The sheer number of infected IoT devices by Reaper – more than twice the number of Mirai’s victims – show how powerful and devastating Reaper can do when used as a means to launch a DDoS attack.
Gartner projected that 8.4 billion IoT devices will be in use worldwide in 2017 and will reach 20.4 billion by 2020. Examples of IoT devices include security systems (alarm systems, surveillance cameras), automation devices (devices that control lighting, heating and cooling, electricity), smart appliances (refrigerators, vacuums, stoves) and wearables (fitness trackers, clothing, watches).

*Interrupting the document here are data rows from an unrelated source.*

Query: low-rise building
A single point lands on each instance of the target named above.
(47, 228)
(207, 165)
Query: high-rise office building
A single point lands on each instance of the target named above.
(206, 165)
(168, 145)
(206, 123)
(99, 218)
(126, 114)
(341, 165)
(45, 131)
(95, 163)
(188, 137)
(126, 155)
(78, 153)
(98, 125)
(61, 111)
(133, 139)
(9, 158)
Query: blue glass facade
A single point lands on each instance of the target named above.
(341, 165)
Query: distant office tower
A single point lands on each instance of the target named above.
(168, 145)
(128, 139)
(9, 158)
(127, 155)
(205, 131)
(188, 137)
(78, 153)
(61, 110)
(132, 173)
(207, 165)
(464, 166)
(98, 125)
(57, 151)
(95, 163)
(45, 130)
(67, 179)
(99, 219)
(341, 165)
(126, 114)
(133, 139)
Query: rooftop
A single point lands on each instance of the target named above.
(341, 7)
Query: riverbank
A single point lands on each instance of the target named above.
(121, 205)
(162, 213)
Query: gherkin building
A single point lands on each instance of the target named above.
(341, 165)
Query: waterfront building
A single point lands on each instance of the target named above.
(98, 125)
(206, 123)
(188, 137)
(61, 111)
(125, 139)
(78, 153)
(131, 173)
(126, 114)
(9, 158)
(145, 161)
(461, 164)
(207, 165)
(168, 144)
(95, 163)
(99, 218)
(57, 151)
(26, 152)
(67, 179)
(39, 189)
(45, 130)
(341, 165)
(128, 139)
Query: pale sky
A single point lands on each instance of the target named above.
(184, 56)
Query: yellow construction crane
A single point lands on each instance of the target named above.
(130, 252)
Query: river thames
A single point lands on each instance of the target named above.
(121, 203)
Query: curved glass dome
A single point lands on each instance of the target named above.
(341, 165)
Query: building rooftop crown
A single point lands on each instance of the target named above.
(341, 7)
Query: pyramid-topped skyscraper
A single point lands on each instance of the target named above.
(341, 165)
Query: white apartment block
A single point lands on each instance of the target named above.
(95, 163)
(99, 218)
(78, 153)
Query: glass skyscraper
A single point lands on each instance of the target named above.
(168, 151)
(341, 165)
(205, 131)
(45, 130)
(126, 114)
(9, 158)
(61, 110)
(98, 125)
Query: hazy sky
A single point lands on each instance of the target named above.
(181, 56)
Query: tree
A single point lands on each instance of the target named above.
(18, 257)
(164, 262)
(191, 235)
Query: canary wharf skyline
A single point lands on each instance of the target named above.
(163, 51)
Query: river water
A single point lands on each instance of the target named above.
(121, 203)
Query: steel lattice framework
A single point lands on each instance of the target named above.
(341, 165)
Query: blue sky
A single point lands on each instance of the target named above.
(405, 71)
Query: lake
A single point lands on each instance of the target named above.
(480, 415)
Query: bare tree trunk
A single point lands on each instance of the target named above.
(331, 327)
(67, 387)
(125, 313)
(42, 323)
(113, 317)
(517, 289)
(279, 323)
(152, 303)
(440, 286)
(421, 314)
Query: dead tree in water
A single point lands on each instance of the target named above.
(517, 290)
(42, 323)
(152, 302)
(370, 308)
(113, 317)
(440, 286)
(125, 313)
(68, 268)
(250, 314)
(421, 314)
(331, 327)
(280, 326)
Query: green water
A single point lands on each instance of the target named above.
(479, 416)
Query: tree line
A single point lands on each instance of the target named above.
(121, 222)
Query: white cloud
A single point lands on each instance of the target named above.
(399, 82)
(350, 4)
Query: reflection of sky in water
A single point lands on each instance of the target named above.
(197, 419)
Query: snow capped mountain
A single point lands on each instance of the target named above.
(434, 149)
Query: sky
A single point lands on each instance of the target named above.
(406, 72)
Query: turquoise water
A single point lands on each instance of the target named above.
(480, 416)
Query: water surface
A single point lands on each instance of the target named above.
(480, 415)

"As more businesses and homeowners use Internet-connected devices to enhance company efficiency or lifestyle conveniences, their connection to the Internet provides new vulnerabilities for malicious cyber actors to exploit," the US Federal Bureau of Investigation (FBI) said. "Once an IoT device is compromised, cyber criminals can facilitate attacks on other systems or networks, send spam e-mails, steal personal information, interfere with physical safety, and leverage compromised devices for participation in distributed denial of service (DDoS) attacks."
How to Block Reaper IoT Botnet
In most cases, owners of infected IoT devices are unaware that their devices are infected and are used for criminal activities, such as launching a DDoS attack. IoT users who fail to change their devices’ default login and password details, as well as by failing to apply security updates, are part of the problem for “blindly” contributing to cyber criminal activities like DDoS attacks.
Here are the top cyber security measures to stop attackers from infecting your IoT devices and turned it into a botnet:
1. Timely Apply Security Updates of IoT Software
Always apply in a timely manner all security updates issued by your IoT manufacturer.
2. Use Strong Password
While the sophisticated malware like the Reaper can bypass strong password, it still pays to use a strong password to ward off less sophisticated malware.
3. Isolate IoT devices on their own protected networks.
4. Block traffic from unauthorized IP addresses by configuring network firewalls.
5. Turn off IoT devices when not in use.
6. When buying an IoT device, look for manufacturers that offer software updates.